Physique de guerre : Le retour de Joliot
Physique de guerre : Le retour de Joliot
La nouvelle de la découverte de Hahn et Strassmann se répandit comme une traînée de poudre. La première informée fut Lise Meitner, réfugiée en Suède, à qui Otto Hahn écrivit une lettre vers le 22 décembre 1938, en même temps qu’il soumettait son article pour publication. Pour les fêtes de Noël, la chimiste autrichienne reçut la visite de son neveu, le physicien Otto Frisch, qu’elle mit au courant de cette stupéfiante découverte. Ce dernier, très troublé, rejoignit le laboratoire de Copenhague qui l’avait accueilli, et, avant même d’entreprendre des expériences pour vérifier les faits par lui-même, en fit part à Niels Bohr, qui était sur le point de partir en bateau pour les États-Unis. Le prix Nobel danois eu le temps de réfléchir à cette importante nouvelle pendant toute la durée de la traversée, et le 16 janvier 1939, il l’annonça à deux de ses collègues venus l’accueillir à New York. Ces deux physiciens étaient John Wheeler, avec qui Bohr devait écrire, peu de temps après, un article pionnier sur la théorie de la fission et… Enrico Fermi ! Ce dernier s’était en effet réfugié aux États- Unis dans des circonstances que nous décrirons plus tard. Le même jour, à Copenhague, Otto Frisch entreprenait ses premières expériences sur ce thème et, à Paris, Frédéric Joliot prenait connaissance de l’article de Hahn et Strassmann, paru le 6 janvier 1939. La course était ouverte, et, pour un temps, elle allait tourner à l’avantage des chercheurs parisiens.
Frédéric Joliot, dont la vivacité d’esprit n’avait rien à envier à celle d’Enrico Fermi, réalisa immédiatement que le phénomène de fission pouvait être un moyen de libérer les quantités d’énergie énormes emprisonnées au sein des noyaux, ce que déjà, au début du xxesiècle, Pierre Curie et Jean Pemn rêvaient de faire. Délaissant les tâches administratives inhérentes à la mise en place de plusieurs laboratoires équipés de grosses installations, dont son cyclotron, qui l’avaient accaparé durant ces dernières années, le brillant physicien effectua alors un retour foudroyant vers la recherche. Il monta d’abord une expérience légère au moyen de laquelle il vérifia que les noyaux radioactifs résultant de l’activation de l’uranium par les neutrons possédaient bien l’énorme énergie cinétique que le processus de fission devait leur conférer. En effet, si tel était le cas, ces noyaux devaient être éjectés de la cible d’uranium, lorsque celle-ci n’était pas trop épaisse, et parcourir quelques centimètres dans l’air. L’expérience s’avéra positive. Joliot pouvait ainsi recueillir, sur un collecteur distinct de la cible, les isotopes dont la radioactivité avait été si longuement étudiée par diverses équipes dont celle de son épouse Irène.

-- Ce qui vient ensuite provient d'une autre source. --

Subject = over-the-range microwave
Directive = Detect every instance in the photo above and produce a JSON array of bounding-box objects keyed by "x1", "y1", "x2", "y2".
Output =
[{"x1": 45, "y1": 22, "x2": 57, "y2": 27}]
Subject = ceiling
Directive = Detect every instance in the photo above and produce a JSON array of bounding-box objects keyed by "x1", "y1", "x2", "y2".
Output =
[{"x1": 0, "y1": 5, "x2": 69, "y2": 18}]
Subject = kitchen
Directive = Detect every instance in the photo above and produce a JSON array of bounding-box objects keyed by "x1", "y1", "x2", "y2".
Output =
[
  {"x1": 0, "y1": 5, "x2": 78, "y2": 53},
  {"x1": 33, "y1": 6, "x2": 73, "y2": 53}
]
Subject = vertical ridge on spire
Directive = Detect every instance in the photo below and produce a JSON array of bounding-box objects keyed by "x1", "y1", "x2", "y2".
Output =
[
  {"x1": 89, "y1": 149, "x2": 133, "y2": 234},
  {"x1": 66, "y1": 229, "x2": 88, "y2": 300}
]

Peu de temps après, avec l’assistance d’un de ses collaborateurs, il réussit à mettre en évidence la trajectoire d’un fragment de fission dans la chambre de Wilson. Conformément à ses prévisions, cette trace, laissée par un noyau de masse importante, était beaucoup plus dense (épaisse) que celles qui signaient le passage des électrons ou des protons. Cette nouvelle observation constituait une preuve physique indéniable de l’existence de la fission .
La cause était entendue. La fission avait bien lieu. Joliot se préoccupa alors immédiatement de rechercher la présence d’éventuels neutrons émis en même temps que les deux fragments.